Il raro film in cui gli eventi prendono pieghe sufficientemente impreviste da lasciare nello spettatore una continua sete di più informazioni, più scene, più svolgimento e più minutaggio.
Al centro di tutto c’è Rosamund Pike seduta sulle sue stesse spalle, cioè sulla parte interpretata in Gone Girl, per cerca di arrivare un po’ più in là. È una donna in carriera, ben vestita e posata, falsa come ogni manager spietato e intelligente, ha lo sguardo di chi è pronto a tutto e il viso d’angelo per truffare chiunque.

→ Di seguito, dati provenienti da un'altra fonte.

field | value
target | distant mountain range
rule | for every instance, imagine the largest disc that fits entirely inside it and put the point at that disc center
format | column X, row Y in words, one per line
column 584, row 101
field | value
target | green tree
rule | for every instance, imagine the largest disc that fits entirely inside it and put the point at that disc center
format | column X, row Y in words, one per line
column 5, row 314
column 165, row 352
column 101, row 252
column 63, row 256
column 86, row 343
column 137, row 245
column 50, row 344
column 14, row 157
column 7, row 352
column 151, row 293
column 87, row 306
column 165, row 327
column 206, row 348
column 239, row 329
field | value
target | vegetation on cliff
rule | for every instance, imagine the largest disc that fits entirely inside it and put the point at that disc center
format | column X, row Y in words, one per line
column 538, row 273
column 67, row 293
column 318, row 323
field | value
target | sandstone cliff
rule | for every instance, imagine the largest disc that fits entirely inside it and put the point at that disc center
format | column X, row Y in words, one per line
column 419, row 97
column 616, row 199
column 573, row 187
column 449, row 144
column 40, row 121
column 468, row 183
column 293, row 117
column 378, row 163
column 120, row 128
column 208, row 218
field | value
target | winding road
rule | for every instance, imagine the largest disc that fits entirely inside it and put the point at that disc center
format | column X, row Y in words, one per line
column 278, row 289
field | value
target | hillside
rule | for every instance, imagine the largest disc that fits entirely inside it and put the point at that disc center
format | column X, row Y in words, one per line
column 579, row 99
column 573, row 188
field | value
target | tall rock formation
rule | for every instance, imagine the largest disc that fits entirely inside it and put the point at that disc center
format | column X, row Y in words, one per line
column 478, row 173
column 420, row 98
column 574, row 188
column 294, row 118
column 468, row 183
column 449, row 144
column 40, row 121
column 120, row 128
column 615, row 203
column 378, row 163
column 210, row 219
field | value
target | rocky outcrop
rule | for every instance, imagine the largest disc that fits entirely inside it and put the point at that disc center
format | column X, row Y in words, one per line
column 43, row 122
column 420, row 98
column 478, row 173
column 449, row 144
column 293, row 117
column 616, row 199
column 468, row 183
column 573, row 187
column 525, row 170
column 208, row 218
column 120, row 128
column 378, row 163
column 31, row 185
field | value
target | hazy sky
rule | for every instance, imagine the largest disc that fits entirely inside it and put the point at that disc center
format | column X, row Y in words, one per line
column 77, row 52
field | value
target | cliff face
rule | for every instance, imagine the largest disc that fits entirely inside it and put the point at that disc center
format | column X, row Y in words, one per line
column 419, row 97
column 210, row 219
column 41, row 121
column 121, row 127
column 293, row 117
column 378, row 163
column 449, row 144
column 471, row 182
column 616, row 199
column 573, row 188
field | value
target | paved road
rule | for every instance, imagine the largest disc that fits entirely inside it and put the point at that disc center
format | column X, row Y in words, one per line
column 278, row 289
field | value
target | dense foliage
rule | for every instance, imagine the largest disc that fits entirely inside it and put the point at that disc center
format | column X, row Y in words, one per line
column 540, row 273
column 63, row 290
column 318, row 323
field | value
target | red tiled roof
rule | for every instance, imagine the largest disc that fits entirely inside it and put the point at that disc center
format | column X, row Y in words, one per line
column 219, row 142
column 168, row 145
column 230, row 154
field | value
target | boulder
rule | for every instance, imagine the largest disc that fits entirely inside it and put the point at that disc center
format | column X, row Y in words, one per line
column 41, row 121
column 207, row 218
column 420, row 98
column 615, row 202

Non è la storia di un boss mafioso che vuole riprendersi quello che è suo quella di I Care a Lot, ma di una truffatrice che non ha intenzione di farsi mettere sotto da nessuno, nemmeno da gente armata. Una donna manager che ha sudato per quel che ha ottenuto e adesso è pronta a tutto.
Risponde prima colpo su colpo legalmente, poi si passa all’azione. Perché c’è solo un certo quantitativo di “No” che un boss può ricevere prima di decidere di uscire allo scoperto e passare ai metodi forti. Qui ancora il film stupisce per coerenza e costanza.

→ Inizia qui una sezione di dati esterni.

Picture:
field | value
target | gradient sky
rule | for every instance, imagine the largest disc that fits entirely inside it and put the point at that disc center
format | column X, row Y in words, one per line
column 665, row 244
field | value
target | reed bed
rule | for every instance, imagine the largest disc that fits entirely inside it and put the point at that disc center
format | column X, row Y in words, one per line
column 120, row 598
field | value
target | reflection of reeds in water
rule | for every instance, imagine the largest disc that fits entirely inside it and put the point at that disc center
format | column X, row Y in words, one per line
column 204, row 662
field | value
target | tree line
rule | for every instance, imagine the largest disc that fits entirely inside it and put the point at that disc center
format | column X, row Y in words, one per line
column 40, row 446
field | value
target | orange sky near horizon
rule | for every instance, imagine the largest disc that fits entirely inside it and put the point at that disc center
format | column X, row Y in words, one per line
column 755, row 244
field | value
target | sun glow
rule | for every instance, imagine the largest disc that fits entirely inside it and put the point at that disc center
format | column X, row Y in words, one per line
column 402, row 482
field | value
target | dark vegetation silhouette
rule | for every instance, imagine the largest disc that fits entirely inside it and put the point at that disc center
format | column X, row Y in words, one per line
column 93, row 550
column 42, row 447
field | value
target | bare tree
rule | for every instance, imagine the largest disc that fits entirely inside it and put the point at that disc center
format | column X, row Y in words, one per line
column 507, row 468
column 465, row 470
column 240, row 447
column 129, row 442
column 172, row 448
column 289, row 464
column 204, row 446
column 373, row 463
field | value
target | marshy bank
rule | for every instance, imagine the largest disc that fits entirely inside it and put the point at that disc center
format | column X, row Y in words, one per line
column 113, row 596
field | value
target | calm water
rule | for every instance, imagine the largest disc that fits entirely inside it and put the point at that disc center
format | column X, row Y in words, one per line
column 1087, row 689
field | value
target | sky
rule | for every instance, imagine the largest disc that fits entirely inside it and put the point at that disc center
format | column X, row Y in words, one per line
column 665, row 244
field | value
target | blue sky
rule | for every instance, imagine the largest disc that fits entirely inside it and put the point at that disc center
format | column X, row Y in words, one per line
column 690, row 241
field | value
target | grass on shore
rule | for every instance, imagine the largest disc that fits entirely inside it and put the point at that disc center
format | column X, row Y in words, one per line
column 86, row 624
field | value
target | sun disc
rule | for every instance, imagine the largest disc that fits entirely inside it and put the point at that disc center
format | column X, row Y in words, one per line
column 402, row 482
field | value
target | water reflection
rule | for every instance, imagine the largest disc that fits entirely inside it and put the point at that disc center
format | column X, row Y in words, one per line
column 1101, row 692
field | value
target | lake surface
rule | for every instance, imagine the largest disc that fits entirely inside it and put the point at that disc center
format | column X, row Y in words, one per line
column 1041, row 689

Come la sua protagonista I Care a Lot non molla mai, tiene duro fino alla fine rendendo quasi impossibile allo spettatore prendere uno schieramento. Difficile stare con la protagonista, così bieca, bastarda e così pronta a truffare chi non può difendersi, ma del resto è quasi peggio stare con i mafiosi, arroganti, violenti e soprattutto più maldestri e meno scaltri di lei.
Il dettaglio eccezionale di questo film che punta tutto sulla recitazione della sua protagonista è che per tutto il tempo Rosamund Pike fuma una sigaretta elettronica, e proprio quello le dà un che di sbagliato e inquietante.
Non ci sono personaggi che incarnino dei valori in cui identificarsi, i migliori sono solo ingenui.
Tutti sono odiosi e quindi oscilliamo prendendo le parti di volta in volta di chi sembra più in difficoltà, è un mondo di predatori in cui vince chi morde più a lungo. Un dialogo anche troppo sbattuto in faccia lo dirà chiaramente, che questa protagonista lasciva e altera, così determinata e spaventosa è il prodotto perfetto dell’etica americana, è il sogno americano fatto persona. Farsi strada da sé con un’idea imprenditoriale forte schiacciando la concorrenza. Lavorare, lavorare, lavorare e ingrandirsi, sempre di più, come metodo per arrivare al successo.
È facile vedere in questi personaggi la rappresentazione di una cupidigia senza fine e di un desiderio di potere che prende strade incredibilmente legali. Rosamund Pike è brava nello spostarsi sul confine dell’insopportabile e dell’inquietante, arrabbiata con la mafia perché gioca sporco portando pistole, invece di battersi con lei nelle aule di tribunale come fanno i truffatori e criminali civili. Non sfuggirà a nessuno poi il fatto che la società intorno a lei la osanni come una grande donna manager, un esempio di come in America si possa sempre realizzare i propri sogni e sia giusto non fermarsi davanti a nulla.